Image above: Water line on a home along Chiswick Mall showing how high water reached

Residents unable to get to their homes as tide floods Chiswick Mall

Unusually high tides along the River Thames have caused problems for the residents of Chiswick Mall, causing extensive flooding in the area.

Residents are used to the River Thames covering the road and their gardens, especially during the high tides of spring and autumn, but on Monday 30 October the tide came in further than usual and many residents described it as the worst they had ever seen.

Riverside ward councillor John Todd was alerted early Monday morning that the Mall was flooded and a basement had been inundated. He told The Chiswick Calendar Hounslow Highways operatives had carried out some work and were later replaced by Thames Water workers.

“Following on from some good manual work to clear the gulleys which improved the water level on the road, Thames Water are now on site dealing with a larger problem as the river bank has burst causing further flooding.”

Heavy rain over the weekend has aggravated the flooding in the area, leading to a situation worse than usual. The high tide, which peaked at 3.10 pm, inundated the streets surrounding Chiswick Mall and Chiswick Lane South.

Patricia Langley, Chair of the Old Chiswick Protection Society, and a resident along Chiswick Mall, told The Chiswick Calendar:

“It’s generally agreed that this is one of the highest tides we’ve seen. We’ve been here for over twenty years. Some have lived here since the early sixties. We couldn’t get into the front of our house.”

She pointed out that a blocked drain at the eastern end of the mall had left some residents stranded, unable to access their homes for four days.

“We saw garden furniture floating around; a neighbour’s rather stylish garden chairs ended up in our garden. One was last seen heading to Southend,” she added.

Images above: Flooding of Chiswick Mall – via Twitter / X

‘Vulnerabilities are evident’ 

Sarah Fabrizio, another resident, whose basement was partially flooded, raised questions about the Thames Barrier’s operation during the high tide. She wanted to know why it had not been raised during the high tide.

Her basement, which dates back centuries, is largely undamaged, such damage as their was being confined to “bits and bobs”. As we talked she was using cardboard to soak up the water.

Several homes along the east end of the Mall remained partially submerged well into the evening.

According to thamestides.org, the Thames Barrier was not closed during this high tide event, raising concerns among residents about its effectiveness and their dependence on it.

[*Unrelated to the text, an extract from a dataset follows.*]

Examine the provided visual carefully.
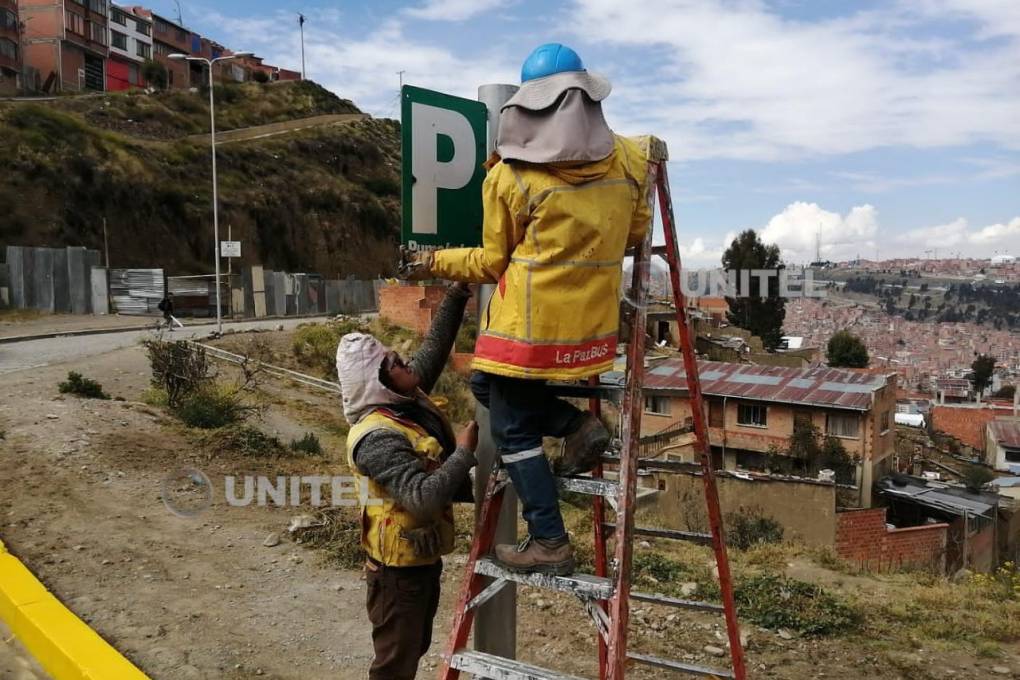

Sarah added: “The Environment Agency needs to concentrate their minds in future proofing London… Here the vulnerabilities are evident.”

Further along the river at Strand on the Green, general manager of the Bull’s Head Barbara Smith posed for photographs in her wellies outside the pub, featured in the Evening Standard, and shared her photographs of the pub on social media, including one of the river water a couple of inches up the window pane.

“We had to move an elderly group of people off one areas of our dining yesterday,” Barbara told the Standard. “We’re so used to it happening, but bless them they felt a bit like there were in the Titanic – I think that was the comment – so we moved them.”